Adjudication of Forms I-539 & I-765 for H-4 & L-2 Applicants Will Once Again be Bundled with Properly Filed Forms I-129 for H-1B & L-1 Petitions

January 26, 2023

This past week, a historic settlement was reached in the Edakunni v. Mayorkas lawsuit against the Department of Homeland Security (“DHS”). This settlement will have far-reaching and long-term impacts on not only the American economy, but just as importantly, on how USCIS adjudicates H-4 and L-2 applications to extend or change their status and their applications for employment authorization.

H-4 and L-2 nonimmigrant visa holders are the derivative spouses and children of H-1B or L-1 nonimmigrant visa holders. When an H-1B or L-1 visa holder submits their Form I-129, Petition for a Nonimmigrant Worker, their respective H-4 or L-2 derivatives may concurrently file Form I-539, Application To Extend/Change Nonimmigrant Status and, in certain instances, Form I-765, Application for Employment Authorization. In the not-so-distant past, USCIS would adjudicate these H-1B and H-4 or L-1 and L-2 cases at the same time, so long as they were properly filed together. This meant that, depending on whether premium processing was used, USCIS would make a decision on these jointly filed cases within approximately 15 days to four months. However, in March 2019 USCIS made a drastic policy change that resulted in the separate adjudication of I-539 and I-765 applications from the underlying I-129 petitions. As a direct consequence of this policy decision, the processing times for H-4 and L-2 I-539 and I-765 applications ballooned to up to two years in some cases. These massive processing delays meant that H-4 and L-2 spouses were in immigration limbo and unable to work in the United States.

In response to these unprecedented processing delays, the Edakunni lawsuit was filed against the DHS in the Spring of 2021. The Plaintiffs’ primary goal was to have USCIS return to joint adjudication by reversing the policy that de-coupled H-4 or L-2 applications from concurrently filed H-1B or L-1 petitions.
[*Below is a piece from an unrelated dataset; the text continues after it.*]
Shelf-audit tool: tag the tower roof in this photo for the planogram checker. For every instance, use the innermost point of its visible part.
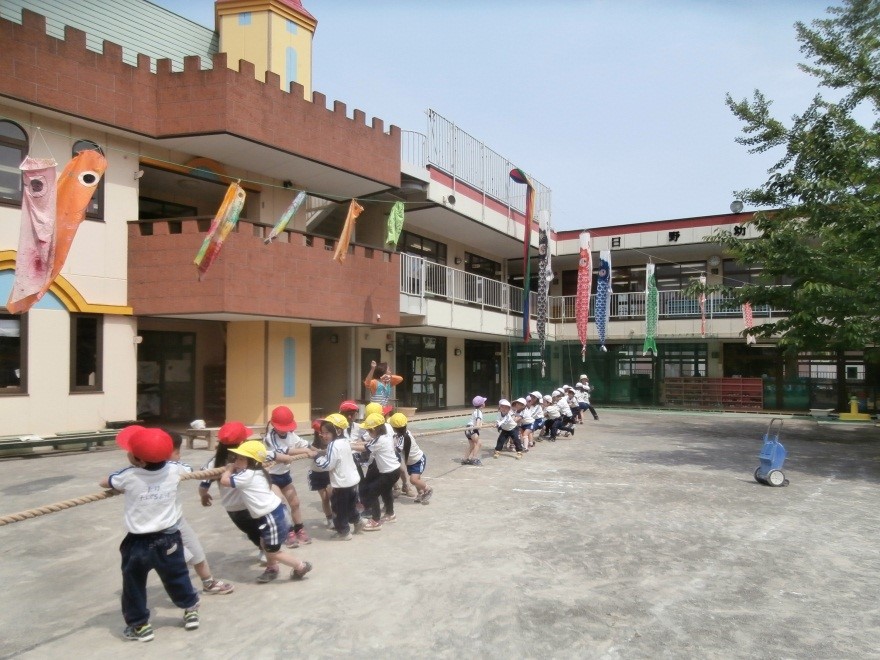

After almost two years of litigation, the Plaintiffs achieved their goal and signed a settlement agreement with the government in which USCIS agreed to return to bundling its adjudication of Forms I-539 and I-765 for H-4 and L-2 derivatives if submitted at the same time as a properly filed I-129. It is important to stress that this bundled adjudication will only occur if the I-539 and I-765 are filed concurrently with the underlying I-129. In effect, this return to bundled adjudication means that regardless of whether an H-1B or L-1 petition is filed under premium processing (adjudication within 15 calendar days) or regular processing, starting on January 25, 2023, H and L families should start receiving a decision on their cases from USCIS at the same time.